That's one example of how hindsight is so much clearer than foresight. Another is those of us who wasted years trying to hold a doomed marriage together. If we only knew how it would turn out....

SweetIonis
06-26-2011, 07:33 PM
I think the issue of control is certainly important. Having said that we all have various desires, some stronger than others. Some of them are so strong that if we were forced to be in a situation where we had to where we had to choose between that desire or something else that we really liked, the potential for some sort of psychological conflict could arise.

To try to illustrate the point, let's suppose I was married to Salma Hayek. And let's assume that we both TRULY loved each other. Now I know this is not realistic but I want to illustrate the point so bear with me. Let's assume that for some reason or another that she demanded that I become totally celibate as a condition of continuing our relationship. No sex period! Honestly, for me, that would create some very substantial conflict because one the on hand her is someone I love that I dearly want to be with. On the other hand there is this desire that I have for sex, that at this point at least, needs some sort of satisfaction. Now you can say control, but for that, it's not a realistic option for me. Our relationship would just have to end.

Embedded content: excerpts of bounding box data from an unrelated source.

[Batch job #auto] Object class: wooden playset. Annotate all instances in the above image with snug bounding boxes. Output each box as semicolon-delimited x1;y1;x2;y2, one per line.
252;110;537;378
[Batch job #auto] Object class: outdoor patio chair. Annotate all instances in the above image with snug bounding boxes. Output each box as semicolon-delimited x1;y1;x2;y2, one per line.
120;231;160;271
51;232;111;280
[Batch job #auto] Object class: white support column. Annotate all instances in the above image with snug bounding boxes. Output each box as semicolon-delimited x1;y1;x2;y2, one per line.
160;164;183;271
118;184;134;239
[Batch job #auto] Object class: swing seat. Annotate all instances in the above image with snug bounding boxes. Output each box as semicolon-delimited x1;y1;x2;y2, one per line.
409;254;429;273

I know you can say well if she really loved you, etc. But that's beside the point.

Again, I am assuming for this hypothetical that the dressing has come to a point where giving it up would create some substantial psychological conflict.

Tina B.
06-26-2011, 08:20 PM
I just don't do well with ultamatums, what ever someone wants me to choose, I seem to go the other way. If I could have quit I would have years ago, but I don't like that depressed angry person, and I can't live with him. So I guess someone would have to step on out. But not me, I'll help her pack though.
Tina B.

suchacutie
06-26-2011, 10:19 PM
I would come at this from a different direction.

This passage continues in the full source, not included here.